If we apply a steepest-ascent hill climbing, for example, we'll start at some random state, try and figure out how to solve the problem, and figure out what is the local maximum or local minimum we get to. And then we'll just randomly restart and try again, choose a new starting configuration, try and figure out what the local maximum or minimum is, and do this some number of times. And then after we've done it some number of times, we can pick the best one out of all of the ones that we've taken a look at. So there's another option we have access to as well. 

And then, although I said the generally local search will usually just keep track of a single node and then move to one of its neighbors, there are variants of hill climbing that are known as "local beam searches" where, rather than keep track of just one current best state, we're keeping track of k highest-valued neighbors, such that rather than starting at one random initial configuration, I might start with three, or four, or five, randomly generate all the neighbors, and then pick like the three, or four, or five best of all of the neighbors that I find and continually repeat this process with the idea being that now I have more options that I'm considering and more ways that I could potentially navigate myself to the optimal solution that might exist for a particular problem. 

So let's now take a look at some actual code that can implement some of these kinds of ideas, something like steepest-ascent hill climbing, for example, for trying to solve this hospital problem. So I'm going to go ahead and go into my hospital's directory where I've actually set up the basic framework for solving this type of problem. I'll go ahead and go into hospitals.py, and we'll take a look at the code we've created here. 

I've defined a class that is going to represent the state space. So the space has a height, and a width, and also some number of hospitals. So you can configure, how big is your map? How many hospitals should go here? We have a function for adding a new house to the state space and then some functions that are going to get me all of the available spaces for if I want to randomly place hospitals in particular locations. 

And here now is the hill-climbing algorithm. So what are we going to do in the hill-climbing algorithm? Well, we're going to start by randomly initializing where the hospitals are going to go. We don't know where the hospitals should actually be, so let's just randomly place them. 
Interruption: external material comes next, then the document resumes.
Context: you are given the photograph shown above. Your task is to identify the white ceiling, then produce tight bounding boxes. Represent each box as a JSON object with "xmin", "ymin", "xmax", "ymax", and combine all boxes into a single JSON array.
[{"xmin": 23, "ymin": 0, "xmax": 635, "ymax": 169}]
So here, I'm running a loop for each of the hospitals that I have. I'm going to go ahead and add a new hospital at some random location. So I basically get all of the available spaces, and I randomly choose one of them as where I would like to add this particular hospital. 

I have some logging output and generating some images, which we'll take a look at a little bit later. But here is the key idea. So I'm going to just keep repeating this algorithm. I could specify a maximum of how many times I want it to run, or I could just run it up until it hits a local maximum or a local minimum. 

And now, we'll basically consider all of the hospitals that could potentially move, so consider each of the two hospitals or more hospitals if there are more than that, and consider all of the places where that hospital could move to, some neighbor of that hospital that we can move the neighbor to and then see, is this going to be better than where we were currently? 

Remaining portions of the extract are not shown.